You’d think it’d be the other way around. But doctors are typically outcome-driven. If you show them clinical equivalence and decent patient response, they might go, “Okay lah, try this one.” 

But the pharmacist? 

They’ve got SOPs, brand-preference sheets, and sometimes even pressure from the corporate side to “keep up appearances.”

There was this time at a hospital in Penang — again, not naming names — where I tried to pitch our generic version of a common proton pump inhibitor. Doctor was okay. 

But the pharmacist? 

She said, and I quote, “Our VIP patients ask for the brand name specifically. They’ll Google it.” And that was that. Not efficacy, not cost savings, not even MOH approvals. Just Google.

Side ramble: Makes me wonder if medical reps should start working with SEO agencies. Imagine this: “Hey Doc, not only is our product bioequivalent, but it’s also got great Google reviews!” I joke, but hey… stranger things have worked.
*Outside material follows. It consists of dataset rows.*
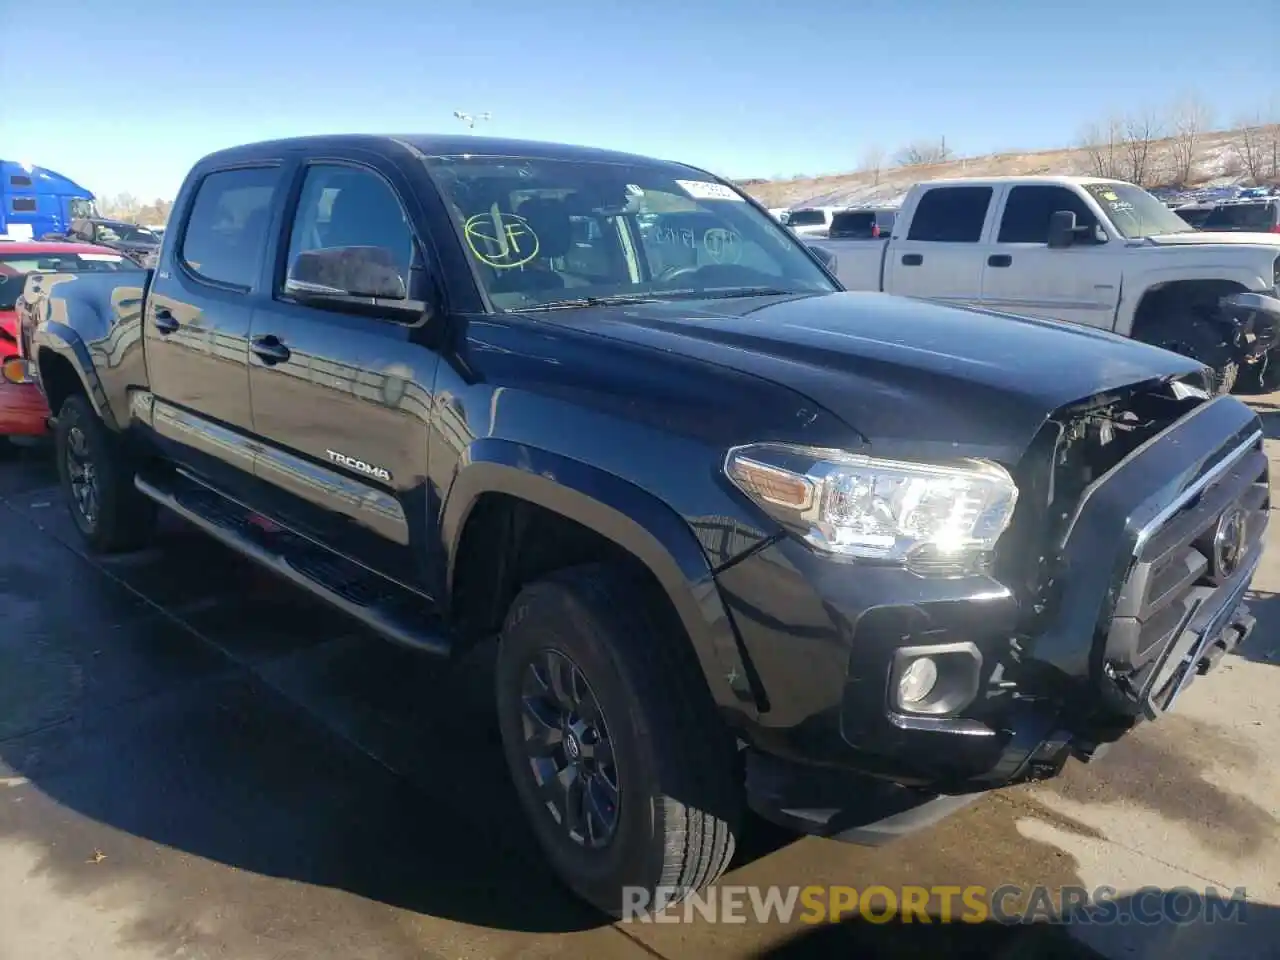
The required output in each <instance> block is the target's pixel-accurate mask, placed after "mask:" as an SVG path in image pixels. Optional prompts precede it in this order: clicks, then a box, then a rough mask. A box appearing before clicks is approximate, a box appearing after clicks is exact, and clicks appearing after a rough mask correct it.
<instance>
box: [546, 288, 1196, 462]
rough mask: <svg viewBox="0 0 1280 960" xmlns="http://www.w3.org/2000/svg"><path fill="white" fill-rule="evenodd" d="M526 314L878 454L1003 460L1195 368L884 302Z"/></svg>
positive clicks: (681, 305)
mask: <svg viewBox="0 0 1280 960" xmlns="http://www.w3.org/2000/svg"><path fill="white" fill-rule="evenodd" d="M526 316H527V317H529V319H531V320H538V321H539V323H548V324H554V325H557V326H561V328H571V329H575V330H579V332H580V333H582V334H589V335H593V337H607V338H612V339H618V340H626V342H630V343H635V344H641V346H646V347H649V348H653V349H659V351H668V352H675V353H678V355H682V356H689V357H695V358H698V360H701V361H704V362H708V364H716V365H719V366H724V367H731V369H735V370H737V371H740V372H744V374H748V375H751V376H756V378H762V379H767V380H771V381H773V383H778V384H781V385H785V387H787V388H790V389H792V390H795V392H796V393H799V394H801V396H804V397H808V398H809V399H812V401H813V402H814V403H815V404H818V406H820V407H824V408H826V410H827V411H829V412H831V413H833V415H836V416H837V417H840V419H841V420H842V421H844V422H845V424H847V425H849V426H850V428H852V429H854V430H855V431H856V433H858V434H860V435H861V439H863V440H865V442H868V443H870V444H872V447H874V448H876V449H877V451H878V452H883V453H884V456H911V457H948V458H950V457H956V456H980V457H988V458H991V460H997V461H1001V462H1005V463H1014V462H1015V461H1016V460H1018V458H1019V457H1020V456H1021V453H1023V452H1024V451H1025V449H1027V445H1028V444H1029V443H1030V442H1032V439H1033V438H1034V435H1036V431H1037V430H1039V428H1041V426H1042V425H1043V424H1044V421H1046V419H1047V417H1048V416H1050V415H1051V413H1053V411H1056V410H1059V408H1060V407H1062V406H1066V404H1070V403H1074V402H1078V401H1083V399H1087V398H1089V397H1093V396H1094V394H1098V393H1103V392H1107V390H1114V389H1117V388H1124V387H1129V385H1132V384H1137V383H1142V381H1151V380H1160V379H1169V378H1174V376H1179V375H1184V374H1190V372H1196V371H1199V370H1202V369H1203V367H1202V366H1201V365H1199V364H1197V362H1196V361H1192V360H1188V358H1185V357H1180V356H1178V355H1174V353H1169V352H1166V351H1162V349H1157V348H1155V347H1149V346H1147V344H1143V343H1138V342H1135V340H1130V339H1125V338H1121V337H1115V335H1112V334H1108V333H1103V332H1100V330H1091V329H1088V328H1082V326H1075V325H1070V324H1065V323H1057V321H1052V320H1034V319H1028V317H1015V316H1011V315H1007V314H996V312H989V311H979V310H968V308H959V307H948V306H942V305H934V303H928V302H924V301H916V300H906V298H901V297H890V296H886V294H882V293H829V294H817V296H785V297H758V298H749V300H748V298H733V300H710V301H696V302H690V301H684V302H662V303H639V305H627V306H599V307H581V308H575V310H563V311H547V312H530V314H527V315H526ZM745 428H746V429H748V430H749V428H750V422H748V424H745ZM751 439H753V438H751V436H750V435H745V436H744V438H742V442H744V443H745V442H749V440H751ZM755 439H759V438H755ZM850 442H851V443H855V442H856V438H850Z"/></svg>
Anyway, back to the uphill trek. 

If you’re repping a generic in Malaysia, private hospitals are not your low-hanging fruit. You need to plan your entry like a military op. 

First, identify if the product already has a single-source originator. If yes, wait. Watch. Be patient. 

Second, look for usage patterns. Is it used only in wards? Outpatient? During surgery? 

Third, build relationship capital. The pharmacist might say no ten times. But when they run short? You’d better be the first name that comes to mind.

And sometimes, just sometimes, you break through.

That feeling, my friend, when your generic box finally sits on the shelf next to the originator? Pure bliss. No party, no applause, no LinkedIn post. But deep down, you’ll know. You earned it.

 

Disclaimer: This post reflects personal experiences and industry nuances based on the Malaysian private healthcare setting. The examples and names used are illustrative and anonymized to preserve confidentiality. Always check with your organization’s compliance guidelines before engaging in pharmaceutical promotion.